WHY LIQUIDATION MIGHT NOT BE A SIGN OF COMPANY FAILURE
Many factors can contribute to tough financial times for a business, including a struggling economy, hostile takeover, natural disaster, or illegal activity such as theft or frauds. When a business encounters this type of financial turmoil, it may be forced to claim bankruptcy and liquidate some of its assets (including property, furniture computers, etc.) in order to regain some of the investment. The liquidation value is the approximate amount a business can expect to get back when this type of sale takes place.
Usually, this is less than the retail value (sometimes as much as 20 per cent less) as well as the book value (which is the actual amount paid for the assets). The reason for this decrease in value is that liabilities are subtracted from the assets in order to determine the liquidation value of the business. The liquidation value is usually determined by a qualified professional appraiser, who will provide an estimate so that the company can decide if it actually wants to go through with the process.
Another factor that can influence liquidation values is the state of the market at the time of liquidation. When a firm in financial distress needs to sell assets, its industry peers are likely to be experiencing problems themselves, leading to asset sales at prices below value in best use. Such liquidity makes assets cheap in bad times.
There are two types of liquidation values, depending on the urgency of the situation. Orderly liquidation value applies to a business that can afford to take its time to field offers from a multitude of bidders in order to get the best price for its assets. Often, in these cases, the business can sell items individually instead of selling the whole collection of assets at one time.
Distress liquidation values come into play when a business is desperate to liquidate its assets. Usually, these assets are sold all at once and often to firms or dealers who specialize in purchasing liquidated items. Distress liquidation values are always lower than ordinary liquidation values and in some instances drastically lower.
It should be noted that liquidations are not necessary a sign of business failure. While much liquidation occurs during poor financial times, others do not. Often a business may be forced to liquidate some of their assets in an effort to keep up with changes in the marketplace. For example, new products or technologies can come out that make older ones obsolete and therefore force a business to buy the new products in an effort to keep up. Some experts contend that some form of liquidation is taking place even amongst most successful companies. If these trends are closely monitored and quickly dealt with, a company should be able to stay ahead of the game and avoid any negative financial repercussions.
Types of Liquidation
While there are two main types of liquidation values, there are three main categories for the liquidations themselves. Foreclosure liquidation takes place when a creditor gets a court order to take possession of a company’s assets. An agent is usually appointed by the creditor to tend to this type of liquidation.

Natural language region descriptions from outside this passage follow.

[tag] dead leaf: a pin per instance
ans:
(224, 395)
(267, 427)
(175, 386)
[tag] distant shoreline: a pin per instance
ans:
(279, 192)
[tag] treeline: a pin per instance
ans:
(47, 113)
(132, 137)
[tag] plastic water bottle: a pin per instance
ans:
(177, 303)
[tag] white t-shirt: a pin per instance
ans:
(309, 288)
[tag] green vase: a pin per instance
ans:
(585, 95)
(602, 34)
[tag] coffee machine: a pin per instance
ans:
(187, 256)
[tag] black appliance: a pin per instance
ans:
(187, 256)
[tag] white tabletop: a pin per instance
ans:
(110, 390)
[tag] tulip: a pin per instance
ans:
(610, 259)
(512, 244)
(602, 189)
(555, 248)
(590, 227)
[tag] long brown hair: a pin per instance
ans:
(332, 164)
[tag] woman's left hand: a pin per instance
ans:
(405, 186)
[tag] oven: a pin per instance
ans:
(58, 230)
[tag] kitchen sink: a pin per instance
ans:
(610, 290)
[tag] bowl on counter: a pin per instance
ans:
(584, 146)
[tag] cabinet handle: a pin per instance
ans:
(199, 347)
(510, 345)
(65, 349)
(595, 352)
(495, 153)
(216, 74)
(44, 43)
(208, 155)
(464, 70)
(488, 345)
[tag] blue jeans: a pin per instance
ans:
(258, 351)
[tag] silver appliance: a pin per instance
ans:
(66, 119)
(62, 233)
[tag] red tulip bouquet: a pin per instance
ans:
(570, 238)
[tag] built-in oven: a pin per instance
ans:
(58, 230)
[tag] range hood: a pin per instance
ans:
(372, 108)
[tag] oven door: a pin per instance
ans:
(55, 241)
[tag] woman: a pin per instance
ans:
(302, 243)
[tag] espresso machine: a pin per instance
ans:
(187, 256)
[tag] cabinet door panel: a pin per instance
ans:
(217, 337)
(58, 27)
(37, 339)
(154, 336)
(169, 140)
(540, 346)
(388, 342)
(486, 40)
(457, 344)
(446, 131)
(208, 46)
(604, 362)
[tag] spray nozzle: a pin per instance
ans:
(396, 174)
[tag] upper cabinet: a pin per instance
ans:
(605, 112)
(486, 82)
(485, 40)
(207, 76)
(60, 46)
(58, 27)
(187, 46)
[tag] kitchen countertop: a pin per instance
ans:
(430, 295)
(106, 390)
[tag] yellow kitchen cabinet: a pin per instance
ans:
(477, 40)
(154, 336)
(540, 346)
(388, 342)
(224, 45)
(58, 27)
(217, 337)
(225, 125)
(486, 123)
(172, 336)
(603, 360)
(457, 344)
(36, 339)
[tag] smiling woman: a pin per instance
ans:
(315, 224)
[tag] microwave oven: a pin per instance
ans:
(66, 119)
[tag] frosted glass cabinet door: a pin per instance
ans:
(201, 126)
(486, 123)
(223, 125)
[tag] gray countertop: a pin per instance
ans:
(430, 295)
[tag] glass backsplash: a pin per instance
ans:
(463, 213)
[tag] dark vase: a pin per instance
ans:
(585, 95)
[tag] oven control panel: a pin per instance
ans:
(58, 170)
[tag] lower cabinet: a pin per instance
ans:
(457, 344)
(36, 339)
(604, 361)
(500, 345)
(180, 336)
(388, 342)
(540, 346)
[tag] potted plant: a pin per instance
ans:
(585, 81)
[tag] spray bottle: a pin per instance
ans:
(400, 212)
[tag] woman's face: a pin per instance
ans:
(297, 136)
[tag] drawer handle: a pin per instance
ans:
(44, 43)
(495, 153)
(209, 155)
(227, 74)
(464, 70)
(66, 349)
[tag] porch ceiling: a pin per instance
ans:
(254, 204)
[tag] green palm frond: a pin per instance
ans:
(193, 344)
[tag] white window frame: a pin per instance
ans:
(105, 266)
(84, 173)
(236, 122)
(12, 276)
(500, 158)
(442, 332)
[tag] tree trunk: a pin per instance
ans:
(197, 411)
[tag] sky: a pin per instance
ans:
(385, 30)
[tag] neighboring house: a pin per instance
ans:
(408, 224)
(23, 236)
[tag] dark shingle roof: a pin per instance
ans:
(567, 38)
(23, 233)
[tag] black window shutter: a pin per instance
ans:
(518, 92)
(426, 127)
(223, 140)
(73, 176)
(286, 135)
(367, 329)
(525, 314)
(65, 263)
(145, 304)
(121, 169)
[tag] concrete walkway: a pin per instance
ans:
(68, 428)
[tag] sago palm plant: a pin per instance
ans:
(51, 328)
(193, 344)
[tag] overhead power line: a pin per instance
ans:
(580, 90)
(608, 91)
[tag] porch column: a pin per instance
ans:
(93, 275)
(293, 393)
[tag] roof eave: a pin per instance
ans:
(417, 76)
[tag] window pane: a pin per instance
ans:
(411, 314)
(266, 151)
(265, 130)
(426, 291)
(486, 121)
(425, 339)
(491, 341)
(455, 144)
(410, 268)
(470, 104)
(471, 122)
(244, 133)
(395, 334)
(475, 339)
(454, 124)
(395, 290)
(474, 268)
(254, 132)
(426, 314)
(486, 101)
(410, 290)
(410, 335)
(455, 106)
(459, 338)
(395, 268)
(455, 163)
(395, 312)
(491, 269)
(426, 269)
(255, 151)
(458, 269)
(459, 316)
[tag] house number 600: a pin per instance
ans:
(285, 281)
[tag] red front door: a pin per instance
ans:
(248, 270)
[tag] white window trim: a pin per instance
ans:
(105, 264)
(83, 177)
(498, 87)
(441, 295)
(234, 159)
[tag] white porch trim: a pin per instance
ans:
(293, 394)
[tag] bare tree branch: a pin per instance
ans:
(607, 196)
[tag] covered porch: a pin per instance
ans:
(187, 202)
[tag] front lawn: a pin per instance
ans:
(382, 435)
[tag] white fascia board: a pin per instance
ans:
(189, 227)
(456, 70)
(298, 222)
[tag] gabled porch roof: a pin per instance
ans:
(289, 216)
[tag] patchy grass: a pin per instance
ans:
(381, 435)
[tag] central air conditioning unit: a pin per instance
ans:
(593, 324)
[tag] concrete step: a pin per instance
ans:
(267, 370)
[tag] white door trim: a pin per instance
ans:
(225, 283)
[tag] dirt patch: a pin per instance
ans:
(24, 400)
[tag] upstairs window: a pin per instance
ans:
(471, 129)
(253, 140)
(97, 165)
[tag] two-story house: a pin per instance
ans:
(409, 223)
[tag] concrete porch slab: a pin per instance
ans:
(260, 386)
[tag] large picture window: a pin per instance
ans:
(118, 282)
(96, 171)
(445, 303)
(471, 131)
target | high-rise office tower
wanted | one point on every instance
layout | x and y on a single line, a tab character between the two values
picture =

A voluntary (or orderly) liquidation occurs when the business agrees to sign over possession of its assets and cooperates with its lender (or lenders) in an amicable fashion. During this type of situation, the debtor and lender work together to see that the liquidation goes smoothly.
Unfortunately, some liquidations fall under the category of hostile. This situation takes place when the business in question fails to cooperate with its lender. Many times the debtor will refuse to provide necessary information and act in an unprofessional manner in an effort to sabotage the liquidation. These situations tend to get ugly and often lead to further legal proceedings. Despite these differences, the only way any type of liquidation can be considered successful is if outstanding debts are settled between the business and the lender.
When a company decides to go into liquidation, it either does so immediately or opts to proceed with the process over an extended period of time. A cease and desist liquidation is one that takes place rather quickly. Once it is determined that this is the route that will be taken, the business stops operating and debtors are immediately contacted to begin the liquidation proceedings.
In this type of situation, it is usually understood that the business and the lender are ending their relationship and both parties move so quickly to tie up loose ends and avoid dragging the situation out. During a winding down liquidation, the business continues to operate while working with the lender to find buyers willing to give them good value for their assets.
Alternative liquidation
Instead of going into formal liquidation proceedings, a business may want to explore other avenues of liquidating their assets. The can opt to sell items such as vehicles, computers, furniture, or remaining inventory themselves through auctions or by simply placing ads in appropriate publications. A company can also contact their competitors directly to see if there is any interest in buying them out or participating in bulk sale. Both parties stand to benefit when a company sells out to a competitor.
There is an intrinsic value to a competitor to purchase the goodwill and customer list of a company liquidating. Once verification of the sales volume and gross margins is established, a competitor can be induced to purchase the intangible assets. The bank benefits by receiving the value paid for the goodwill and trademark. It is also easier for the outside party to collect receivables from customers that are being serviced by a new company with the blessing and cooperation of the liquidating debtor.